Forget about electricity, running water, modern sanitation and food preservation; what did people do before GIFs? Well, it turns out that some were busy entertaining themselves with stereoscopes, instruments that allowed people to view 3D images from two slightly different photographs superimposed on top of one another. The New York Public Library has a collection of more than 40,000 of these images, but it took an accidental discovery by NYPL patron Joshua Heineman to find that these stereographs could be made into a modern, internet-friendly form of entertainment—ah yes, the GIF.
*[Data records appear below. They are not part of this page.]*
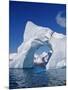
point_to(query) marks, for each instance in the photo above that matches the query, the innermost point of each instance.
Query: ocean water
(36, 77)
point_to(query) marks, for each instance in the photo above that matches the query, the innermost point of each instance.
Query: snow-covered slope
(34, 38)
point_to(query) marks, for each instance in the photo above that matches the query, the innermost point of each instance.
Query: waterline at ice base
(41, 47)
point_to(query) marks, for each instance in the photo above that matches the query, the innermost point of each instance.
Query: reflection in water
(24, 78)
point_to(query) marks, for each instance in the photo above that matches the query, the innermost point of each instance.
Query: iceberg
(36, 38)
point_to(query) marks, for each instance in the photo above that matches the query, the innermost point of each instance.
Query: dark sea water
(28, 78)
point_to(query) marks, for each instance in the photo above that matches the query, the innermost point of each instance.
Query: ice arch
(34, 37)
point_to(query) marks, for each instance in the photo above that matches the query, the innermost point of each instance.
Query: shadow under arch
(35, 45)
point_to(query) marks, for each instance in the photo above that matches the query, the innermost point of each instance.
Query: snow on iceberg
(35, 37)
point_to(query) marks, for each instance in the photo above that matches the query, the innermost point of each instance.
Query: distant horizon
(43, 14)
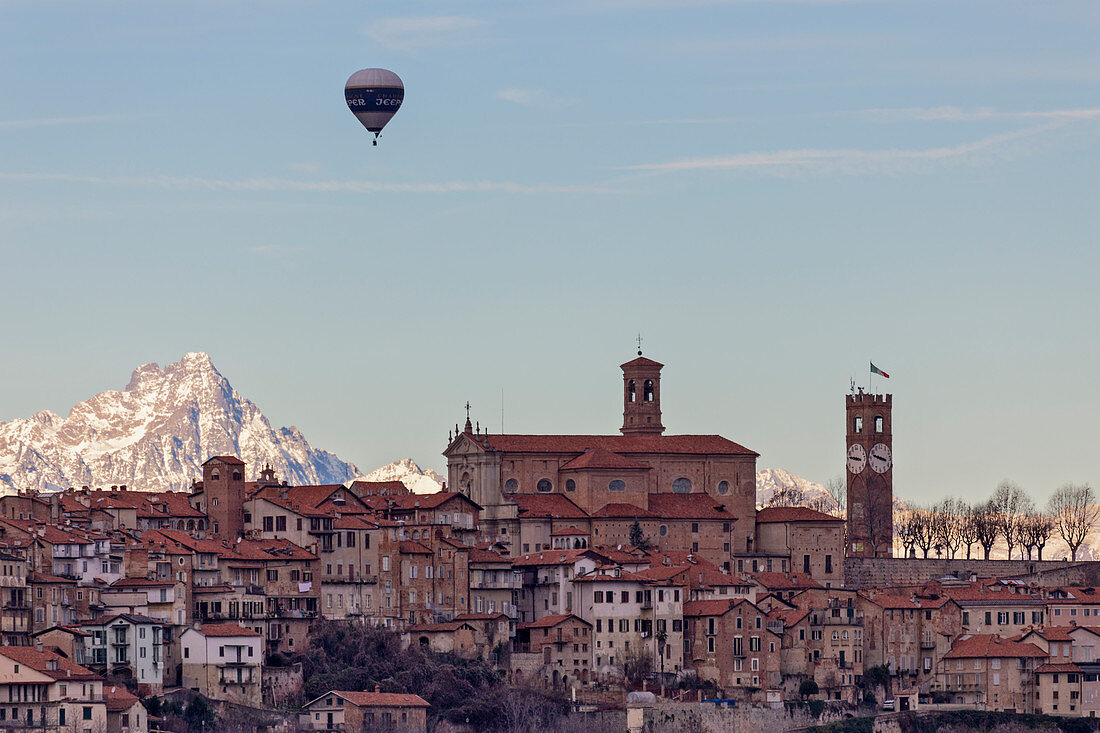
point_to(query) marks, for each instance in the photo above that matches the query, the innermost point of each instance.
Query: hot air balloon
(374, 95)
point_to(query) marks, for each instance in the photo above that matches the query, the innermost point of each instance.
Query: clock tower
(869, 470)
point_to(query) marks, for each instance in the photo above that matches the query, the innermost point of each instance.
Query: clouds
(538, 98)
(275, 184)
(855, 161)
(415, 32)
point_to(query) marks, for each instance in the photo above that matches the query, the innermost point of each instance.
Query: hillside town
(587, 567)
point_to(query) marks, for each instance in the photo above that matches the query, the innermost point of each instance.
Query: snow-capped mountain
(416, 479)
(796, 489)
(155, 434)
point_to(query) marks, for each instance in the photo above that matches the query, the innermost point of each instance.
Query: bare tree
(987, 525)
(946, 525)
(1037, 528)
(1075, 512)
(1011, 503)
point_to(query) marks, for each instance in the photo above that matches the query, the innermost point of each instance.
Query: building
(44, 690)
(639, 467)
(869, 474)
(342, 710)
(223, 662)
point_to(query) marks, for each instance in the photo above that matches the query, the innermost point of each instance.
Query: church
(686, 492)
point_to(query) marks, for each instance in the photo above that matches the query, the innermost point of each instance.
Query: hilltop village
(586, 566)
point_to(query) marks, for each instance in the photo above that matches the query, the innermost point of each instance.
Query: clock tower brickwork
(869, 470)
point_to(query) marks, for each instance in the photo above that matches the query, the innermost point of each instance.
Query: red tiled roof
(552, 620)
(622, 511)
(690, 445)
(1046, 669)
(785, 580)
(714, 608)
(793, 514)
(39, 662)
(226, 630)
(641, 361)
(601, 458)
(547, 505)
(119, 699)
(232, 460)
(410, 547)
(991, 646)
(688, 506)
(382, 699)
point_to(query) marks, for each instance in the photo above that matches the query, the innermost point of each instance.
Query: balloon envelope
(374, 95)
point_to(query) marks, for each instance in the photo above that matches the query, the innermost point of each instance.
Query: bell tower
(869, 470)
(641, 396)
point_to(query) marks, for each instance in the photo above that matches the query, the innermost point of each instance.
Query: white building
(223, 662)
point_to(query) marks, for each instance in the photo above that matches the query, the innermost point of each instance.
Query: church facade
(674, 485)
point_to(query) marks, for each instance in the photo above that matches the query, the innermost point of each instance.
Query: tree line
(1009, 516)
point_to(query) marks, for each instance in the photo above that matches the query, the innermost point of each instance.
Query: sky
(772, 193)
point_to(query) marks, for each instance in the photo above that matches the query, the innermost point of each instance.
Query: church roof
(690, 445)
(641, 361)
(601, 458)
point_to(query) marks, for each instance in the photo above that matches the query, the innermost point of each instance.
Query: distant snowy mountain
(772, 481)
(416, 479)
(155, 435)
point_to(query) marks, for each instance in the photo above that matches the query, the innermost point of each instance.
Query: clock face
(857, 458)
(880, 458)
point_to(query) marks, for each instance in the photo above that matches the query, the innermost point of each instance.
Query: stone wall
(864, 572)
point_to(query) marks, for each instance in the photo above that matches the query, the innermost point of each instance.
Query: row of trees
(1009, 516)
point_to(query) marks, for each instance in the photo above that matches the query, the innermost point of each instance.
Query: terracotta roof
(547, 505)
(552, 620)
(641, 361)
(623, 511)
(549, 557)
(119, 699)
(785, 580)
(793, 514)
(688, 506)
(410, 547)
(226, 630)
(232, 460)
(601, 458)
(691, 445)
(383, 699)
(40, 662)
(714, 608)
(991, 646)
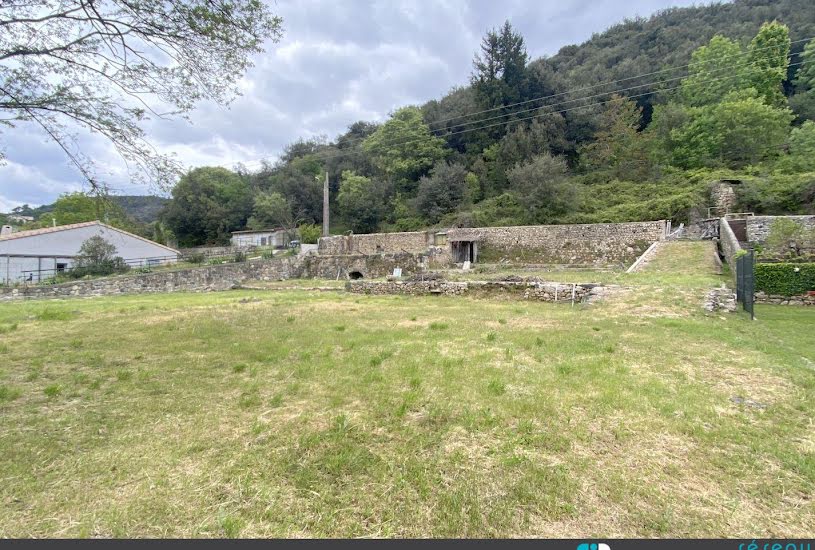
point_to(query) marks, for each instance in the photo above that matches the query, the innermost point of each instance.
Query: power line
(595, 104)
(447, 134)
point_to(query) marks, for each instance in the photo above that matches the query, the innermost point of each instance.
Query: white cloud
(338, 62)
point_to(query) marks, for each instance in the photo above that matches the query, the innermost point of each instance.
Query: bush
(309, 233)
(97, 258)
(785, 279)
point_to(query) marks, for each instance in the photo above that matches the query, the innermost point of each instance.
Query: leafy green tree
(739, 131)
(442, 192)
(361, 202)
(802, 148)
(309, 233)
(542, 185)
(80, 207)
(803, 101)
(767, 62)
(404, 148)
(97, 257)
(207, 204)
(273, 210)
(713, 72)
(618, 149)
(499, 76)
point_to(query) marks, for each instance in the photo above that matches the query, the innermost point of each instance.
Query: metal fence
(43, 275)
(745, 281)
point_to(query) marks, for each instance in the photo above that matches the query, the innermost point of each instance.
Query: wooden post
(325, 205)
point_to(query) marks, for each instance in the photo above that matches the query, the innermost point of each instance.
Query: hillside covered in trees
(633, 124)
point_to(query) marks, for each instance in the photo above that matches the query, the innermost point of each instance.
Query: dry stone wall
(585, 244)
(415, 242)
(222, 277)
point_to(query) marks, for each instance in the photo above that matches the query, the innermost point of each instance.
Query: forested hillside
(633, 124)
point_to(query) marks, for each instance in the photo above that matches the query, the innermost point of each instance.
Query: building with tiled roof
(38, 254)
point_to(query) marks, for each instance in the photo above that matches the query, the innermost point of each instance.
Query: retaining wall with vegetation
(222, 277)
(522, 290)
(785, 283)
(582, 244)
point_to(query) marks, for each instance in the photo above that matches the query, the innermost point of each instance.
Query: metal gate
(745, 282)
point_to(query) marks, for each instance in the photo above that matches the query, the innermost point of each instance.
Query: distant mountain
(140, 208)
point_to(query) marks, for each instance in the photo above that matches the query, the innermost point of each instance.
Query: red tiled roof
(46, 230)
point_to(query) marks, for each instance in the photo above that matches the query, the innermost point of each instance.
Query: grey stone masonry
(224, 276)
(758, 227)
(520, 290)
(582, 244)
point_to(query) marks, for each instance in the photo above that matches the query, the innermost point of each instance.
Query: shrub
(309, 233)
(97, 257)
(785, 279)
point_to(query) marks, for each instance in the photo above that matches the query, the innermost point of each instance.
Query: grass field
(304, 413)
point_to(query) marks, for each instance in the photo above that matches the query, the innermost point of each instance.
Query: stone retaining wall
(413, 242)
(522, 290)
(584, 244)
(222, 277)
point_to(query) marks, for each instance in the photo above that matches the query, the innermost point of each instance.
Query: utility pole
(325, 205)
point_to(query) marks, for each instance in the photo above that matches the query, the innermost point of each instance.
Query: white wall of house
(260, 238)
(40, 256)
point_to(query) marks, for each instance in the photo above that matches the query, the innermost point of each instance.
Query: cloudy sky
(339, 62)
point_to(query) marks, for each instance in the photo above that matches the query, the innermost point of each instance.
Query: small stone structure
(521, 290)
(582, 244)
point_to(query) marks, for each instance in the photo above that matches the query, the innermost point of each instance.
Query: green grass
(247, 413)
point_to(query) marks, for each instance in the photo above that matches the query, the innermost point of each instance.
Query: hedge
(785, 279)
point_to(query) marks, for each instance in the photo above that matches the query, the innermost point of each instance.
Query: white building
(41, 253)
(276, 238)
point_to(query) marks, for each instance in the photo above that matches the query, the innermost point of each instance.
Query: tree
(802, 148)
(618, 149)
(713, 72)
(404, 148)
(107, 66)
(81, 207)
(542, 185)
(208, 203)
(442, 191)
(97, 257)
(803, 101)
(739, 131)
(499, 76)
(361, 202)
(767, 62)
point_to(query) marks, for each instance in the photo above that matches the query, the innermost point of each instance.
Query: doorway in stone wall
(464, 251)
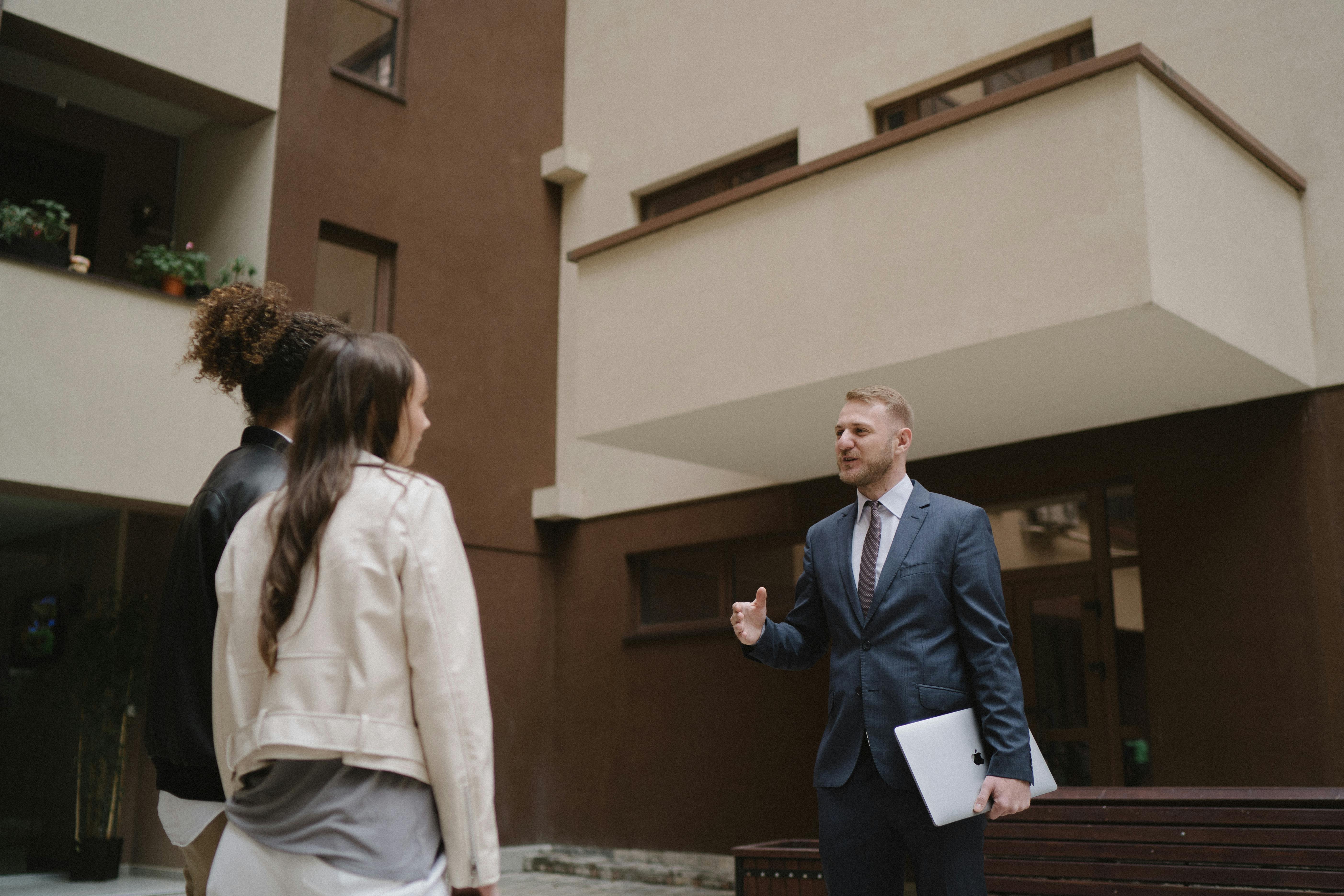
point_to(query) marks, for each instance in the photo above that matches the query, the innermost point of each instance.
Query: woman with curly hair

Heineman discovered the 19th century GIF in his final year of college. He writes for the Huffington Post, "I was downloading digital snapshots to my laptop when I got a fleeting sense of 3D as the preview screen flicked quickly between two similar shots. I located the individual photos and flipped back and forth between them continually." He then decided to try and apply the effect to the NYPL's stereograph collection, which culminated in an art project for Heineman's blog. The New York Public Library then enthusiastically picked up the idea, and with Heineman created something called the stereogranimator, a stereograph GIF-maker.
Now, you can make your own 19th century GIF using the stereogranimator. Just head over to the NYPL stereogranimator site to choose from the library's image pairs, adjust them, and voilà, you've got something that, with captions, could end up more satisfying than a Married to the Sea comic. Meme-makers, this is your moment.